Ideal Vacuum Circular Magnetron Sputtering Targets, SILICON NITRIDE- Si3N4 Sputtering Target, 3'' Diameter x 0.125" Thick, 99.5 Percent Purity, Metallic Bonded to a OFHC Copper Backing Plate
Ideal Vacuum Products, LLC.
This product is a circular magnetron SILICON NITRIDE- Si3N4 sputtering target, with a 3'' diameter x 0.125" thickness. It is 99.5% pure, and is metallically bonded to a OFHC (Oxygen-Free High Conductivity) copper backing plate.
We use a very competitive pricing strategy to ensure you receive the highest quality products at the best possible value, giving you both affordability and excellence in every purchase. We offer huge discounts to every customer, customers who place bulk orders will enjoy huge savings. We stock huge quantities of our products to give our customers guaranteed same day shipping after placing an order. This short lead time is loved by all our customers who look to manage their cash flow with quicker turnaround times. Our regular customers can maintain lower inventory levels, decreasing storage costs and minimizing the risk of obsolescence. Buying from Ideal Vacuum means a customer receives their product more quickly, enhancing satisfaction and meeting their urgent needs. This also enables our customers to stay ahead of their competition by quickly adapting to new trends and demands.
SILICON NITRIDE- Si3N4
SILICON NITRIDE- Si3N4, is a versatile material used in thin-film coatings for various applications due to its mechanical, chemical, and optical properties. Here’s a summary of its key characteristics in the context of thin films:
Refractive Index: ~1.9 to 2.0 (at 550 nm), making it a medium-index material often used in multilayer optical coatings.
Optical Properties: Si3N4 has excellent transparency from the visible to the infrared range (~250 nm to 8 µm), making it suitable for anti-reflective coatings, waveguides, and photonics.

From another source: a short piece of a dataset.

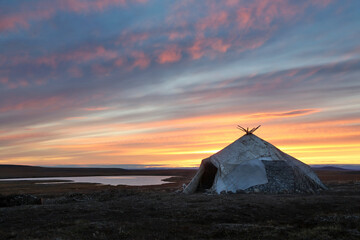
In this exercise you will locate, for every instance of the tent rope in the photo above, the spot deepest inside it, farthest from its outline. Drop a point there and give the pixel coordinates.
(246, 130)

Mechanical Properties: It is hard, wear-resistant, and has high thermal stability, making it ideal for coatings that require durability and environmental resistance.
Chemical Stability: Si3N4 is chemically inert and provides good corrosion resistance, which is useful for protective coatings.
Deposition Methods: Si3N4 can be deposited by RF or reactive sputtering (using a silicon target with nitrogen), as well as by PECVD (plasma-enhanced chemical vapor deposition).
Applications: It is commonly used in optical coatings, semiconductor devices, protective coatings, and microelectronics due to its insulating properties and ability to act as a diffusion barrier.
Si3N4 is valued for its combination of optical performance and mechanical strength, making it useful in both functional and protective thin-film coatings.
RF vs DC Sputtering:
RF sputtering is often the preferred method for sputtering pure metallic oxides because they are insulators and RF has an alternating electric field that prevents charge buildup on the target surface. This alternating field reduces the charge accumulation that would otherwise cause arcing in DC sputtering.
Deposition rate:
Lower deposition rate: In RF sputtering, the power transfer to the plasma is less efficient compared to DC, primarily due to the alternating nature of the electric field. This results in a lower deposition rate compared to DC sputtering under equivalent power conditions.
Target Material:
For conductive targets (like titanium in reactive sputtering), DC sputtering has a higher deposition rate. For insulating targets like pure metal oxides, RF sputtering must be used, and deposition rates are typically lower.
Power Levels:
Increasing the power can increase deposition rates in both RF and DC sputtering, but deposition rates still tend to be higher in DC for conductive materials.
Pressure and Gas Flow:
Higher deposition rates can be achieved by optimizing the gas pressure and flow, with different optimal conditions for RF vs. DC.
Notes:
Metallic or elastomer backing plate bonding is recommended for all dielectric target materials because these materials have characteristics which are not amenable to sputtering, such as, brittleness and low thermal conductivity. These targets are most susceptible to thermal shock due to their low thermal conductivity and hence, may require specific power ramp up and ramp down procedures during start up and shut down steps.